From Chapter Five of Pearls in the Mountains
Chapter Five
“Hey!”
“Hey, river rat!” I said. “You’ve been gone for a good while.” I had a small fire going. Mary lay out a towel and dumped a bag of rocks onto it. She was smiling like a kid, showing them all to me. I tell you, that woman was charmed. I bet she was always the one to find the four leaf clover at picnics. She had about a dozen really great pieces of river glass and a number of pretty stones. I picked up a tear-shaped piece of glass. “This is a very old one, I bet.”
“Ya think?” Mary leaned over to see better. It was a heavy, thick piece of green glass, and it had been tumbled for so long that it looked just like a tear drop shaped rock. It didn’t look like glass at all. “I wonder what its story is,” she pondered.
“Yeah… Curious. What was it, originally? Where was it made? Who owned it? When did it break, and how? How did it come to be here? How was it discarded? The years and storms it has seen. An infinity of moments outside of its purpose, and all the floods…then you finding it, and its fate changing…”
“I can’t leave you alone for too long, can I?” she asked. I smiled as a response. “What’s in the pot?”
I looked down at the pot on the fire and stirred it lightly.“I found a couple of baby reishi mushrooms growing on a log earlier. I’m stewing them into a tea. In the morning, I’ll pour the tea into the coffee maker. You’ll love it. If you’re hungry, there’s plenty of food in the cooler.” We had packed a sort of cold tapas buffet. It was pretty amazing. She ate, and we inspected the river glass some more.
“I was thinking about how I’ll never know the story of each piece,” Mary said, “but I know that the story had to be exactly like it was, for each piece, or they wouldn’t be in my hands right now. If anything had changed, their journey here to me could have changed. They wouldn’t have been right there in those layers, in those piles of river slicks. And also, the odds were against me ever being here in the first place.” She looked at me.
“What’s your story, Mary?”
“I told you my story,” she replied. I scraped under the cast iron pot until there were no coals beneath it and stood up. The moon was peering over the steep, jagged horizon above us. I took her hand, and we stepped out of the firelight and into the night. My God…it was heaven.
“When do you think your story began?”
“I don’t know what you’re asking,” she replied. “I guess it was when my parents met each other.”
“Which time?” I asked.
“Ah. Good point. If they hadn’t already known each other in college they might not have talked that day ten years later. Maybe my story began much earlier than I realize.”
“Maybe quite a bit earlier. And your father’s story. His father’s story. Timing. Your mothers in your life and the loves that were and weren’t. More timing…”

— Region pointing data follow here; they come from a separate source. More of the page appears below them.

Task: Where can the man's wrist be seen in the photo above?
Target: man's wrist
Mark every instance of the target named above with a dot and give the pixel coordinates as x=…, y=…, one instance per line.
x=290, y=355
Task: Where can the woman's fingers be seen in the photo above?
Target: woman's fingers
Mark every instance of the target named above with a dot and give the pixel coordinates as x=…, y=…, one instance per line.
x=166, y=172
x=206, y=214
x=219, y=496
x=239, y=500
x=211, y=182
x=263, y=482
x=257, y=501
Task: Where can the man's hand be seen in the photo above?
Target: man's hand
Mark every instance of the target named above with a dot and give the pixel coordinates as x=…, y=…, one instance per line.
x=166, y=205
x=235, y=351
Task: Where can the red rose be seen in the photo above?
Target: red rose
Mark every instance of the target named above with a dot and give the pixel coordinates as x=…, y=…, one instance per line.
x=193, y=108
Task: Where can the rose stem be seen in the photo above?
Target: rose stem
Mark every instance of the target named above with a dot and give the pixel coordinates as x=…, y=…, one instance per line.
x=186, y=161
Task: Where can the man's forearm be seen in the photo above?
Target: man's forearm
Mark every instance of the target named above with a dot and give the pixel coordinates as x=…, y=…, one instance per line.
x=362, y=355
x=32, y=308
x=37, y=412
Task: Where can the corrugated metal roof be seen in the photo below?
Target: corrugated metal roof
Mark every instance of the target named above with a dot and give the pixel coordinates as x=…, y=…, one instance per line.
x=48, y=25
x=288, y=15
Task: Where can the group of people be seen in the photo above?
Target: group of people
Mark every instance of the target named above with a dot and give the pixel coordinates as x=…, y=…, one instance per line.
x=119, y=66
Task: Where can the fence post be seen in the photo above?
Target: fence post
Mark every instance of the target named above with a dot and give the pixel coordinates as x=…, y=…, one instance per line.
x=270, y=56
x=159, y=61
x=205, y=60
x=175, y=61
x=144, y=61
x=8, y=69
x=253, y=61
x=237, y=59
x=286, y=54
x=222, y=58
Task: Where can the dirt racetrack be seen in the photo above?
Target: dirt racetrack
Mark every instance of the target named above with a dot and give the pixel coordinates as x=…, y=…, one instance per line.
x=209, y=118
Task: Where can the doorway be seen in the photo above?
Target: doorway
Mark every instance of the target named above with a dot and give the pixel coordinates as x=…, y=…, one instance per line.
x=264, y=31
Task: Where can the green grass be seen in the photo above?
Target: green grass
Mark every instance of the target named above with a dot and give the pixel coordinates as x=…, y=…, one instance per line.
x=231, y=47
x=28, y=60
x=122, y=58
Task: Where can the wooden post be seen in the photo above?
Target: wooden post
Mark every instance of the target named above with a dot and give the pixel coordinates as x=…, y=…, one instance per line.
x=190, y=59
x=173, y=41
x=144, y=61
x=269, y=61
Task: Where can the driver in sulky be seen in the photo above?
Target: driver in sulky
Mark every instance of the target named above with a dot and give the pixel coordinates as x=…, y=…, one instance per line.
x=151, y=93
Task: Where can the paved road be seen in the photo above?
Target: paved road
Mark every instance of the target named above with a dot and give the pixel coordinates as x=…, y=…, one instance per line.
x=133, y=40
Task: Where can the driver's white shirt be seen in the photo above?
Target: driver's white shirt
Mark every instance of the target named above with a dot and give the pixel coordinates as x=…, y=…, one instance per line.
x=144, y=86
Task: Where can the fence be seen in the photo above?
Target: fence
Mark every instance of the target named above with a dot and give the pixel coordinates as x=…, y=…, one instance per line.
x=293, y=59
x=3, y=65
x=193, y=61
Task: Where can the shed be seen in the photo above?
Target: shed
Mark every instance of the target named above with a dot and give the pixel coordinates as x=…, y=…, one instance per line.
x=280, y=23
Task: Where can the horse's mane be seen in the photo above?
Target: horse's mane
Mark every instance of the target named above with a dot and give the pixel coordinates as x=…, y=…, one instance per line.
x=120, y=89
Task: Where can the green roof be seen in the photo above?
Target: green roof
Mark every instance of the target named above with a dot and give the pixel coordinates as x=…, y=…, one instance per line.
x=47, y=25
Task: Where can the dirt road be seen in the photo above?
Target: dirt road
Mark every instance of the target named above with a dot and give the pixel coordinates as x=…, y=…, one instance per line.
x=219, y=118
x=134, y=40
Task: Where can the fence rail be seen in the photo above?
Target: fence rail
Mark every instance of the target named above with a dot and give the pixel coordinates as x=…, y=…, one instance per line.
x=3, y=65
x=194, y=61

“So many things to be exactly here,” she said.
“Yes, exactly. On the arc of an impossible trajectory, with broken glass as treasure, whispering broken pieces of tumbled stories.” Mary poked me in the side as a response.
“When did your story begin?”
“Who would know?” I pondered. “No one wrote anything down. When I went through the family home, I didn’t find a single written word. How strange. There was nothing to decipher. Nothing to learn. Of course, there was nothing to judge either. I guess she let those stories die with her. I wanted to know more about myself and the mechanics behind me, but I guess I can understand her choice. I always thought telling stories makes you vulnerable.”
“Why?” she asked.
“Because of the stories under the surface. The things that come out between the words. The conflicts. The things that show real motivations. Vulnerabilities. Weaknesses. Insecurities. Fears. Truths.”
“What do you mean?”
“If a person talks long enough, you start getting clues as to who they are, right? Who they really are. Not just from the stories themselves, but from tones and gestures. From word choices. Eye movement. It’s not the stuff they are trying to present, but it comes out if you’re looking for it. If someone talks long enough the real self shows through. Like the way a thief hiding behind a curtain can be seen by the outline the curtain makes around his body, you get a clearer picture of a person by the revealing story that shapes the story being told. If someone writes long enough, the truth of them comes out. The stuff they can’t even admit to themselves. And it can’t be taken back. A person’s real story lies under the surface the way the bulk of an iceberg floats under the surface. So I can guess that my story, my beginning, goes back to the forties, or maybe much earlier. Just from what I know. Things that happened then come through my nature now. Call it patterns and legacies. The story underneath the story. In a certain sense, I think we inherit much more than we realize. That’s why I would have liked to have known more details. And now our stories are more intertwined…yours and mine.”
“Why do you say that?”
“The glass links us, and it links you, in a way, to the people that brought it into my life. Maybe we could say that we each had a destiny – this fate that collisions happen; but also you can make them happen, and history gets changed.”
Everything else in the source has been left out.